Later Wednesday the U.S. government will report inflation at the consumer level. Economists expect to see another slowdown, with prices 3.1% higher in June than a year earlier, down from inflation of 4% in May and just above 9% last summer.

The hope on Wall Street is that a continued easing in inflation will convince the Federal Reserve to stop its hikes to interest rates soon. High rates have helped pull down inflation, but they’ve also caused cracks in the banking, manufacturing and other industries while also hurting prices for stocks and other investments.

However many analysts expect further rate hikes.

“It would take something remarkable from the inflation report today to convince policymakers that they can afford to pause again,” Craig Erlam of Oanda said in a commentary. A strong jobs report on Friday was “nowhere near good enough to convince the Fed that it has achieved its objectives,” he said.

In Asian trading, Tokyo’s Nikkei 225 dropped 0.8% to 31,943.93 after North Korea launched a long-range ballistic missile toward its eastern waters Wednesday, two days after the North threatened “shocking” consequences to protest what it called provocative U.S. reconnaissance activity near its territory.

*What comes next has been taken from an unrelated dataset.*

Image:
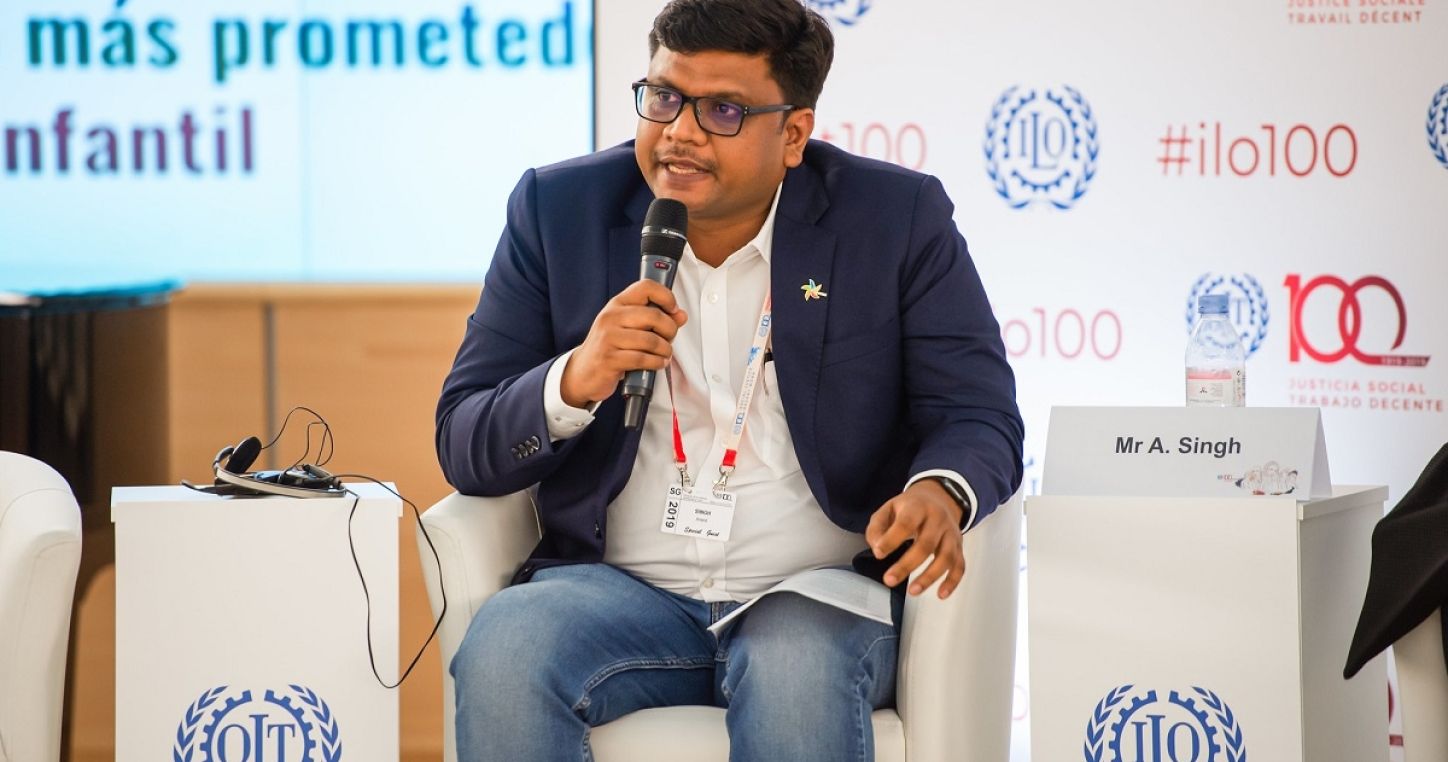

Hong Kong’s Hang Seng index surged 1.1% to 18,860.95 and the S&P/ASX 200 in Australia added 0.4% to 7,135.70. In Seoul, the Kospi rose 0.5% to 2,574.72.

The Shanghai Composite index sank 0.8% to 3,196.13. Shares rose in Taiwan but fell in India.

Bangkok’s SET index fell 0.4% after Thailand’s state Election Commission said the top candidate to become the country’s next prime minister, Move Forward Party leader Pita Limjaroenrat, may have violated the election law. It referred his case to the Constitutional Court. The decision Pita could be suspended from his duties as a Member of Parliament pending a ruling bit does not rule out Parliament nominating him to become prime minister.

Later in the week, companies will begin telling investors how much profit they made during the spring, and expectations are largely dim. Analysts are forecasting the sharpest drop in earnings per share for S&P 500 companies since the pandemic was crushing the global economy in the spring of 2020.

In other trading Wednesday, benchmark U.S. crude oil gained 28 cents to $75.11 a barrel in electronic trading on the New York Mercantile Exchange. It gained $1.84 on Tuesday. Brent crude oil, the price basis for international trading, was up 22 cents at $79.62 a barrel.

The dollar fell to 139.65 Japanese yen from 140.36 yen. The euro rose to $1.1024 from $1.1006.